Yes, that looks right.

For part b) here is where I had some problems. Here is my reasoning, from the beginning of the 0.4 s to 0.4 s, 'your car' travels at 110 km/h (275/9 m/s) for t = 0.4 s, x = 275/9*0.4 = 110/9 m, therefore your car travels d = 550/9 + 110/9 = 220/3 m. This is about as far as I got, What should I calculate for, the new separation of the two cars, that traveled in the t = 0.4 s ?

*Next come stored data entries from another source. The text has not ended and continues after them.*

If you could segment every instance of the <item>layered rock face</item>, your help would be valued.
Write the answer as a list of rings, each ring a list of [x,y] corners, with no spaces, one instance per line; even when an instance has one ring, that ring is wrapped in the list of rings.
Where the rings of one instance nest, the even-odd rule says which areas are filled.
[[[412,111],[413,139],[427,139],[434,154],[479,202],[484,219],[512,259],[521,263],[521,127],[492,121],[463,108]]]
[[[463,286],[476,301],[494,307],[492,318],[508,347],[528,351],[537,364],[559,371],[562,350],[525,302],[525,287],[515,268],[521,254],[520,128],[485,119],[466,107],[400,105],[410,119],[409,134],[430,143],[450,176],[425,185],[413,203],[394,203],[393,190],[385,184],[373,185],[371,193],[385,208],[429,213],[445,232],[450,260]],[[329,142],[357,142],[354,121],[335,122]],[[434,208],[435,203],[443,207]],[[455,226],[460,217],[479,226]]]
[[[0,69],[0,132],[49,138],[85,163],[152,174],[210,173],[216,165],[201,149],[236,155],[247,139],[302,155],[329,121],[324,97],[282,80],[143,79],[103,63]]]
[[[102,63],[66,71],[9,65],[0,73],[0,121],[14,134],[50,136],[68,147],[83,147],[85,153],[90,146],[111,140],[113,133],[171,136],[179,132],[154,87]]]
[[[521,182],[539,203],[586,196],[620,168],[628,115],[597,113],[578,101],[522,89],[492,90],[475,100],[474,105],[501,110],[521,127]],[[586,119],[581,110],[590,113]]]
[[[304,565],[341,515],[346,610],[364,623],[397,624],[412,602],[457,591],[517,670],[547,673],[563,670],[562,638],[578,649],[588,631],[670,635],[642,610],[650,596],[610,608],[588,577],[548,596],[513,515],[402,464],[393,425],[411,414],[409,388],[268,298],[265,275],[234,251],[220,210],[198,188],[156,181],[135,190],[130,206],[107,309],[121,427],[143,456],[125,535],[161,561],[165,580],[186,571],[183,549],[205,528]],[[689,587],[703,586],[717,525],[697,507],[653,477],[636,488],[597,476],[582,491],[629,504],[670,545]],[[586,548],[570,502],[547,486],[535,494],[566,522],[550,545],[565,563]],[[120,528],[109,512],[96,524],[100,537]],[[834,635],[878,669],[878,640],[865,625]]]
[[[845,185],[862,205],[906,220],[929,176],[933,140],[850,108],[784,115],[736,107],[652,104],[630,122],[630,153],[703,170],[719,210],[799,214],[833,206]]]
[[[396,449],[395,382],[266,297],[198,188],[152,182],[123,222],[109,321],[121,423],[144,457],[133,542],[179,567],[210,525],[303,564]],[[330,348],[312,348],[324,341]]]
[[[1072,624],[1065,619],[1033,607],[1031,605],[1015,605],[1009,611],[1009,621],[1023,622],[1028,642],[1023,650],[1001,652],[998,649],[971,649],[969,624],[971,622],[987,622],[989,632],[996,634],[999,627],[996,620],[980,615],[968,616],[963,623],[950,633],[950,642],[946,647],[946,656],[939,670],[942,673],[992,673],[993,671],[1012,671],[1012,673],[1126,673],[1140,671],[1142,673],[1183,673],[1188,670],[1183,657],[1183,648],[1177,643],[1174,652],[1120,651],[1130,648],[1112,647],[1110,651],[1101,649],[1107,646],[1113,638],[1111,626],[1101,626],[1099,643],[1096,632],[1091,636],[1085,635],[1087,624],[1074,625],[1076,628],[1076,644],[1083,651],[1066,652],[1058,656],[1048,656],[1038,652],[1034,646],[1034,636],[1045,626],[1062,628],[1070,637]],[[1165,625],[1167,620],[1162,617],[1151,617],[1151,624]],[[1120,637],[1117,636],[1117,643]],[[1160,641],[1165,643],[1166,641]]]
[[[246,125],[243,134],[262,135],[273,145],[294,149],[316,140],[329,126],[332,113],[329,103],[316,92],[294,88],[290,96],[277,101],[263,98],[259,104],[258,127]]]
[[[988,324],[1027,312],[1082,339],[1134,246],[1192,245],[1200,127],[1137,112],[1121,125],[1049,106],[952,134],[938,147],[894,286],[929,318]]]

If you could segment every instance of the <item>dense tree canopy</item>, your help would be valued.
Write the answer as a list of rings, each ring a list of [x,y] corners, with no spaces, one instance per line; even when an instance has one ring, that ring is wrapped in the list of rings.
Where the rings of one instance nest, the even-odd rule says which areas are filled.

Yes, you can do this in the same way you did part a, by using t = 2.4 instead of t=2.0. So at that instant after 2.4 seconds have elapsed, they are a certain distance apart. Now use apropriate kinematic equations for each vehicle, which collide each at the same distance away from where you started.

 

[Shahin_2010]

Thanks, a lot Jay.

Here is my solution, for 'your car' since I've got all the values; u = 275/9 m/s , a = - 5 m/s^2 , t = 2.4 s , s = ? using s = ut + 0.5at^2

we get s = 884/15 m.

since the police car traveled a d1 = 685/9 m in the first 2.0 s, and d2 = 185/9*0.4 = 74/9 m, in the next 0.4 s and a total of d = d1 + d2 = 253/3 m.

and then using v^2 = u^2 + 2as, I get v = 26 m/s (94 km/h).

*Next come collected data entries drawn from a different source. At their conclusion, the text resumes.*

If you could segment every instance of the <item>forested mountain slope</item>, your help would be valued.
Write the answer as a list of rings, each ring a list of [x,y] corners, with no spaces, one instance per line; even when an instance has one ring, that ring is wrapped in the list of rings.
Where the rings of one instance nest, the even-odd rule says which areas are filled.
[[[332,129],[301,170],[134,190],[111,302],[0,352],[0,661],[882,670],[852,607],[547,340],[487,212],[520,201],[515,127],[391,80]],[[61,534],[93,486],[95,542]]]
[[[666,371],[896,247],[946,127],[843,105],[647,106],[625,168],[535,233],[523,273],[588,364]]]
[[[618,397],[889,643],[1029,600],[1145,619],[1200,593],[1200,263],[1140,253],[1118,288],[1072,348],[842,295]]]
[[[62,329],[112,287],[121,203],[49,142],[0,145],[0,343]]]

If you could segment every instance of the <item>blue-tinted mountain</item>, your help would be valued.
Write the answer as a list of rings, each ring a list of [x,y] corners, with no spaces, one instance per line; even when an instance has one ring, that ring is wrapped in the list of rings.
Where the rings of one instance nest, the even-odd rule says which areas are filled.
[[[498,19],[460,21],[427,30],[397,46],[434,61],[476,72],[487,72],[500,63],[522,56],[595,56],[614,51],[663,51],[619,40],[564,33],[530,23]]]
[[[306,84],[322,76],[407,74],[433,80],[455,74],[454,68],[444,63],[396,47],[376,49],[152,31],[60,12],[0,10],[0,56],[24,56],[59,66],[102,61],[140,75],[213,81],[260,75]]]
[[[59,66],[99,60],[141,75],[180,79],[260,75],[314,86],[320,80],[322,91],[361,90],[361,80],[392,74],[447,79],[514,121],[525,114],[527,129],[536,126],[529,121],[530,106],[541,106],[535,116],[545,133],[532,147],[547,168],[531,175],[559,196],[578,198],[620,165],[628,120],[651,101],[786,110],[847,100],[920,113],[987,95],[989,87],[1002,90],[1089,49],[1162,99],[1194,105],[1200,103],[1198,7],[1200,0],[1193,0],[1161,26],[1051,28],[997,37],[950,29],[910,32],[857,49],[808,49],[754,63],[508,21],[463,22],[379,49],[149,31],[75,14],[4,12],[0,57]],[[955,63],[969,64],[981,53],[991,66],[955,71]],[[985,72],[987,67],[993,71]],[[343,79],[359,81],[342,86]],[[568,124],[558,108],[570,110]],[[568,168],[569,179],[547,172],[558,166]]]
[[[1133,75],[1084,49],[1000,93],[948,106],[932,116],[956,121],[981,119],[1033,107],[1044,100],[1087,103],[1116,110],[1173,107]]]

One more thing Jay, could you give me your reasoning as to why you chose to use 2.4 s instead of 0.4 s for 'your car' ?

for eg: s = (275/9)(2.4) + 0.5(-5)(2.4)^2 what does the '0.5(-5)(2.4)^2' tell us ? is it an update that after 'your car' has traveled s = (275/9)(2.4), because this is where I get confused?

Kind Regards,
Shahin.

 

[PhanthomJay]

Thanks, a lot Jay.

Here is my solution, for 'your car' since I've got all the values; u = 275/9 m/s , a = - 5 m/s^2 , t = 2.4 s , s = ? using s = ut + 0.5at^2

we get s = 884/15 m.

No, you had it right the first time...the 'your car' is still moving at constant speed for the first 2.4 seconds, so the distance it has traveled in 2.4 seconds is vt = (275/9)(2.4) = 73.3 m (that's the 220/3 m answer you came up with originally).

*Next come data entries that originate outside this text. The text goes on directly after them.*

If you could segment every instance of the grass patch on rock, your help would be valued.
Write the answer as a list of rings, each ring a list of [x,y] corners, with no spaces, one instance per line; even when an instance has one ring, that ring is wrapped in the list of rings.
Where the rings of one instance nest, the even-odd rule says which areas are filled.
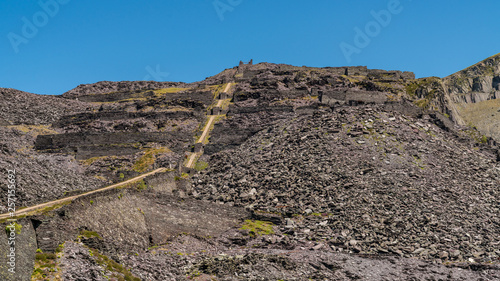
[[[274,234],[273,223],[258,220],[245,220],[241,230],[248,230],[251,236]]]
[[[189,88],[163,88],[159,90],[154,90],[153,92],[155,92],[156,94],[173,94],[186,90],[189,90]]]
[[[144,151],[144,155],[142,155],[135,163],[132,169],[139,173],[146,172],[151,166],[153,166],[156,156],[162,153],[169,153],[170,149],[166,147],[161,148],[150,148]]]
[[[12,225],[14,227],[12,227]],[[21,228],[23,228],[22,225],[18,224],[17,222],[14,222],[13,224],[8,224],[5,227],[5,232],[7,233],[7,236],[10,236],[11,232],[15,232],[16,234],[21,234]]]
[[[37,251],[31,280],[62,280],[57,266],[57,254]]]
[[[205,161],[197,161],[196,164],[194,165],[194,169],[196,171],[202,171],[208,168],[208,163]]]
[[[31,134],[32,136],[36,137],[38,135],[55,135],[57,134],[57,131],[50,129],[49,125],[12,125],[12,126],[7,126],[12,129],[16,129],[22,133],[25,134]]]
[[[88,230],[82,230],[80,231],[80,236],[85,237],[85,238],[94,238],[96,237],[97,239],[102,239],[99,233],[95,231],[88,231]]]
[[[89,251],[91,256],[95,257],[96,262],[108,271],[105,275],[109,278],[116,278],[113,280],[119,281],[141,281],[140,278],[135,277],[126,267],[99,253],[99,251],[95,249],[89,249]]]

since the police car traveled a d1 = 685/9 m in the first 2.0 s, and d2 = 185/9*0.4 = 74/9 m, in the next 0.4 s and a total of d = d1 + d2 = 253/3 m.

No, the police car has been decelerating since t = 0 when you started to not pay attention. It has thus traveled s = s_o + v_o(t) -1/2 (5)(2.4)^2 = 25 + (275/9)(2.4) - 14.4 = 83.9 m from wher your car was at the the start time t =0. So at this point in time 2.4 seconds later, they are 83.9 - 73.3 = 10.6 m apart.Your car is still traveling at 275/9 m/s (30.65 m/s) and the police car is traveling at v = 275/9 -5(2.4) = 18.5 m/s. Now their accelerations are the same from this point forward up to the crash. So now let's start again from this point. Your car has an initial speed of 30.65, an acceleration of -5 m/s/s, and it is 10.6 m behind the police car. The police car at this pooint has an initial speed of 18.5 m/s, an acceleartion of -5 m/s/s. When they crash, it will be at the same elapsed time and same distance from the start. Continue...